Go back 50 years, and if you knew someone’s income, you could predict, with reasonable accuracy, how they would vote. That is no longer true (see chart). From Florida’s golf courses to rural Appalachia, from Midwestern blue-collar suburbs to California’s bougainvillea-lined driveways, where some of the most prominent pro-Trump intellectuals grew up, the tribes that make up the president’s support are bound together by something powerful that has little to do with their economic fortunes.
To be fair, not everybody in America thinks it’s a wonderful day under President Trump. Plenty of people have . . . . concluded that this president is a threat to the republic.
This special report is not about them. Rather, it is about the roughly 40% or so of voters—some 50m Americans—who have lived through the same events and like what they see. . . . . If you understand how they think about politics and what can change their minds, you can sketch the boundaries of the president’s support or, as his detractors might put it, what he can get away with.

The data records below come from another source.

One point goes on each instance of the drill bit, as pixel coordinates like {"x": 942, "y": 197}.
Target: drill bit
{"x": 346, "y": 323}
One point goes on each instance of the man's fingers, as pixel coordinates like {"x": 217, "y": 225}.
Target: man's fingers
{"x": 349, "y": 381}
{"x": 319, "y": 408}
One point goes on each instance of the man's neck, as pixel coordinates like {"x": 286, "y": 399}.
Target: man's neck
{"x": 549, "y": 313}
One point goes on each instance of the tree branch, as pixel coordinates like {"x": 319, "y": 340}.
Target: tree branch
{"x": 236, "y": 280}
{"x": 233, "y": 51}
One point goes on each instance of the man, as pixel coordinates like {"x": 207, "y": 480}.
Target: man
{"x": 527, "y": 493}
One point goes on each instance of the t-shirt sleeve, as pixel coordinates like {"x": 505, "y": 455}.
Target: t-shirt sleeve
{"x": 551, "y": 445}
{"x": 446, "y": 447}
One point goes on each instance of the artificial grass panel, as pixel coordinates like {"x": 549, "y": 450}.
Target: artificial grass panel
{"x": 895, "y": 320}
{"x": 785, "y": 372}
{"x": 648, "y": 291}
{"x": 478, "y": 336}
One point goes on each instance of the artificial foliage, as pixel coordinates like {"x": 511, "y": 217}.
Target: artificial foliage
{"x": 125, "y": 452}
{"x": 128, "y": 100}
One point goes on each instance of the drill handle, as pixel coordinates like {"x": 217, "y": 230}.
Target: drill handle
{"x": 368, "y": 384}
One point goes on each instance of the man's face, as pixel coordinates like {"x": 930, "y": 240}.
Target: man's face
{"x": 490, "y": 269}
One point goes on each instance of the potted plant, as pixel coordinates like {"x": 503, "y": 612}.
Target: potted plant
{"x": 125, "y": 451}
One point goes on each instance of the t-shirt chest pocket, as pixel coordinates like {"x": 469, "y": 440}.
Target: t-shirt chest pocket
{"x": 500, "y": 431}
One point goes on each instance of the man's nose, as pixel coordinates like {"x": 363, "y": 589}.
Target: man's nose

The first thing to note is that most voters pay little attention. Those who follow politics tend to assume that everyone else does, too, but they are mistaken. According to the American National Election Study (ANES), a large survey run by Stanford and the University of Michigan and published in March, 94% of Trump voters did not attend a single political rally, speech or meeting last year.
So how do the vast majority of voters change their minds? Not by taking each issue, deciding what is important to them, determining which candidate is closer to their preferences and then voting accordingly. In “Democracy for Realists”, the most influential recent book on voting, Christopher Achen and Larry Bartels show that the opposite often happens: people may well decide which candidate they like and then ascribe policies they approve of to him or her, often incorrectly.
Most voters make political choices based largely on what people like them are doing, and rarely change their minds. For example, it is hard to think of two more different candidates, in temperament, style and policy, than Mitt Romney and Donald Trump, yet more than 90% of those who voted for Mr Romney in the presidential election in 2012 also voted for Mr Trump this time, according to the ANES. . . . Those who expect Republican voters to desert Mr Trump each time a scandal breaks should bear this in mind.
This kind of groupthink is so powerful that it shapes the way people see the world around them. Right after the election, and more than two months before Mr Trump took office, Republicans told pollsters that their personal finances were in much better shape than they had been the week before the ballot. Democrats said the opposite. The question had nothing to do with politics, and yet the answers given were somehow conditioned by the election.